Un programme visant à promouvoir la production de riz réunit des réfugiés et des agriculteurs locaux.
18 Avril 2019 Egalement disponible ici :

Queen Chandia, réfugiée du Soudan du Sud, balaie le champ de son regard puis se penche pour inspecter les pousses vertes qui sortent de terre. Ici en Ouganda, cette terre n'est pas la sienne, mais le riz qui y germe lui appartient. Grâce à la générosité de ses voisins, Queen Chandia en fait suffisamment pousser pour subvenir aux besoins des 22 enfants réfugiés dont elle a la charge.


« Le riz est tellement rentable pour moi en ce moment », se réjouit Queen Chandia, 34 ans, qui a fui le conflit au Soudan du Sud et a trouvé refuge en Ouganda dès son plus jeune âge au début des années 90. « Ce que je cultive en parallèle, c’est juste pour compléter la nourriture qu'on nous donne. Mais je cultive le riz et l’utilise comme source de revenus. »

Queen Chandia n'a pas toujours cultivé le riz.

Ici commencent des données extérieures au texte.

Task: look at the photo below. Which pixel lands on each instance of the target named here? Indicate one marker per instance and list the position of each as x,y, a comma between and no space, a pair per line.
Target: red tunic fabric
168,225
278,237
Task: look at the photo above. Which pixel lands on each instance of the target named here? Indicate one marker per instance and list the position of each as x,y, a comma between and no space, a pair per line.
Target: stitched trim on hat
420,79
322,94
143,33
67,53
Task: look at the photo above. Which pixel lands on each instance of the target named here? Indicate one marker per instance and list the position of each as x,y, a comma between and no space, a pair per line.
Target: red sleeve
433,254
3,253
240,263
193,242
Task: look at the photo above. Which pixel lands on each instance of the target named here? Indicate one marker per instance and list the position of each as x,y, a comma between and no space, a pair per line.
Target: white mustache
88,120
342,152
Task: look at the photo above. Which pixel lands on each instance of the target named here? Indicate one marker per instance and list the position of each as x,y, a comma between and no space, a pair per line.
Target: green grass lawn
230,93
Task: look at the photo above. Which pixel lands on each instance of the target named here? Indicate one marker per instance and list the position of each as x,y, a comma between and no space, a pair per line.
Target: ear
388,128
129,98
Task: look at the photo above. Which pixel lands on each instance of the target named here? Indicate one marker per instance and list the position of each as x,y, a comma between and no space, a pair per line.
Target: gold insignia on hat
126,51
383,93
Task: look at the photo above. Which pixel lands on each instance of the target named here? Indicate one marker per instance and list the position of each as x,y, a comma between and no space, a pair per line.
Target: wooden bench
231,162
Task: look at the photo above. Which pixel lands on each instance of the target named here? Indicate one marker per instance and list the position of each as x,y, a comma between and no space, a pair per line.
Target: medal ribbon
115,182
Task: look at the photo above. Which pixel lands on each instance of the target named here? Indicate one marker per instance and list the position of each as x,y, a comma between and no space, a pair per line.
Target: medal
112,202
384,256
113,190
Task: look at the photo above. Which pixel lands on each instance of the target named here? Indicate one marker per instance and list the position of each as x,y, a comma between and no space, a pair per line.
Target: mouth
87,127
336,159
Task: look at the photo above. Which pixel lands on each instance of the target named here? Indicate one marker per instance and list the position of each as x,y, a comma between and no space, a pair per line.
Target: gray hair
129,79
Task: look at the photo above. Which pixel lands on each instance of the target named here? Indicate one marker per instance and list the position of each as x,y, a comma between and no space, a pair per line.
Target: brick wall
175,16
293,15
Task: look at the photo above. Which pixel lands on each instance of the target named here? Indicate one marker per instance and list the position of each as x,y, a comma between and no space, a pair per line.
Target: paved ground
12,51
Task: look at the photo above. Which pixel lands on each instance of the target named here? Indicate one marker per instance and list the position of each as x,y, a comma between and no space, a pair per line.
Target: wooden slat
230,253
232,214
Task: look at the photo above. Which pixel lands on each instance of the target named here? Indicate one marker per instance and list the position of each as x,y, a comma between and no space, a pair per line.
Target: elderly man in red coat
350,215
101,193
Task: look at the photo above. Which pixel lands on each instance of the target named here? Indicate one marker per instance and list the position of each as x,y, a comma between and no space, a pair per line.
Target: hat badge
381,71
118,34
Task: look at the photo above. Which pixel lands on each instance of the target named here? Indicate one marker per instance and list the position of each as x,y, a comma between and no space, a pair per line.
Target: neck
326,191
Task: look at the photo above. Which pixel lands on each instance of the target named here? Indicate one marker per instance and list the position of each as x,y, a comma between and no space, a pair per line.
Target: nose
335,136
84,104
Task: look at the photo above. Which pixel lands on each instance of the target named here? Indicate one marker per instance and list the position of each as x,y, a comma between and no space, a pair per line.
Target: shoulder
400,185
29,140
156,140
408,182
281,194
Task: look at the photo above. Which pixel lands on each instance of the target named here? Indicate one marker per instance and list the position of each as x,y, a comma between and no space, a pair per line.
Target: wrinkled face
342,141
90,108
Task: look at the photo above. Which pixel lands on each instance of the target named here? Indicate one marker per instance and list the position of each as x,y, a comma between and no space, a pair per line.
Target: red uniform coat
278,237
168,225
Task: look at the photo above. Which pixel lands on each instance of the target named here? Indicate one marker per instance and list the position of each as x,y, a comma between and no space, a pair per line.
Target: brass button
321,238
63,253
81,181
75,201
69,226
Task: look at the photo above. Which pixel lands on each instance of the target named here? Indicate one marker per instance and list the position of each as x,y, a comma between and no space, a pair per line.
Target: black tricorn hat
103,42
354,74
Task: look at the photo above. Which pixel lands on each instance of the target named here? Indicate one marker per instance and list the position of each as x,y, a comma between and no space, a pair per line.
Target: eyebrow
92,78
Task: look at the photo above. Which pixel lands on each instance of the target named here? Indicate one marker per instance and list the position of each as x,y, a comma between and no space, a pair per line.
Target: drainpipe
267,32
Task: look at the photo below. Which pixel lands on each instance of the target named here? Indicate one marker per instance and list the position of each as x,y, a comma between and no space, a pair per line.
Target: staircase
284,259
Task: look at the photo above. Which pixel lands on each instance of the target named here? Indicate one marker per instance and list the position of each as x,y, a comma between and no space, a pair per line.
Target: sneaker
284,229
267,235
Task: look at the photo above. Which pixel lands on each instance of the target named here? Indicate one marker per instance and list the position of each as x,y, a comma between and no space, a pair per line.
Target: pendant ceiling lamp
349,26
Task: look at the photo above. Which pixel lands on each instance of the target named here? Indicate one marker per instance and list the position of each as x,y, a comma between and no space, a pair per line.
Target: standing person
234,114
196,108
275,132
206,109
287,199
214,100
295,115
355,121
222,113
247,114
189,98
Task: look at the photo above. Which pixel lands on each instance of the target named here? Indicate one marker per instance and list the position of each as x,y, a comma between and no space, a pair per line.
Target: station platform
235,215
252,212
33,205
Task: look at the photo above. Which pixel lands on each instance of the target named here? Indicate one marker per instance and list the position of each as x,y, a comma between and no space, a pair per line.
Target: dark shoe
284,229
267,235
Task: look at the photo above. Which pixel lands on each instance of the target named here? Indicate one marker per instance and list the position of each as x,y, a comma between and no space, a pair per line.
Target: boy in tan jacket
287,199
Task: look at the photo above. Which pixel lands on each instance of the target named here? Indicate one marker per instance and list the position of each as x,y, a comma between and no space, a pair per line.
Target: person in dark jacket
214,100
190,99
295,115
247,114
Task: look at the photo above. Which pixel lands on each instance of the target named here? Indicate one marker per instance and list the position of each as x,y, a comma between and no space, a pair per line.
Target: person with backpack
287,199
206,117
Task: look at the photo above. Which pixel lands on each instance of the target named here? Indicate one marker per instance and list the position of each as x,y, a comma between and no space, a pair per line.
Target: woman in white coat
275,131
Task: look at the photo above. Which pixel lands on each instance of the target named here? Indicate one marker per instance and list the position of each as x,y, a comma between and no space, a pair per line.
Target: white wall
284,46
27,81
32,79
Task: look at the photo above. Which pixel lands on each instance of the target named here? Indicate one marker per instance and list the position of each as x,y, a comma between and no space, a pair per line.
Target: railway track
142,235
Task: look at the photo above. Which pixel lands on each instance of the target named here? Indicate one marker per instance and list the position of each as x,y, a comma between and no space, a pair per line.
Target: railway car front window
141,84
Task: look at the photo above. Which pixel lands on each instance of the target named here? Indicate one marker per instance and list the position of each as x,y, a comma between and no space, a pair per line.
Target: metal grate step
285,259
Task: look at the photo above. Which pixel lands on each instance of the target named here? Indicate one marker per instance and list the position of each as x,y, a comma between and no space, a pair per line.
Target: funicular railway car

Elle a passé la majeure partie de sa vie à cultiver du maïs, du sorgho et des arachides sur sa parcelle à Oliji, un camp situé dans une région du nord de l'Ouganda qui abrite maintenant plus d'un million de réfugiés originaires du Soudan du Sud.

Alors que des vagues de violence frappaient son pays, année après année, Queen Chandia a accueilli des enfants réfugiés dans sa ferme - des orphelins et des mineurs non accompagnés qui n'avaient nulle part où aller. Ils se sont joints à ses trois enfants et sont devenus des membres de sa famille. Contre toute attente, Queen Chandia se retrouva la mère de 22 enfants.

« Nous partageons tout avec les réfugiés. »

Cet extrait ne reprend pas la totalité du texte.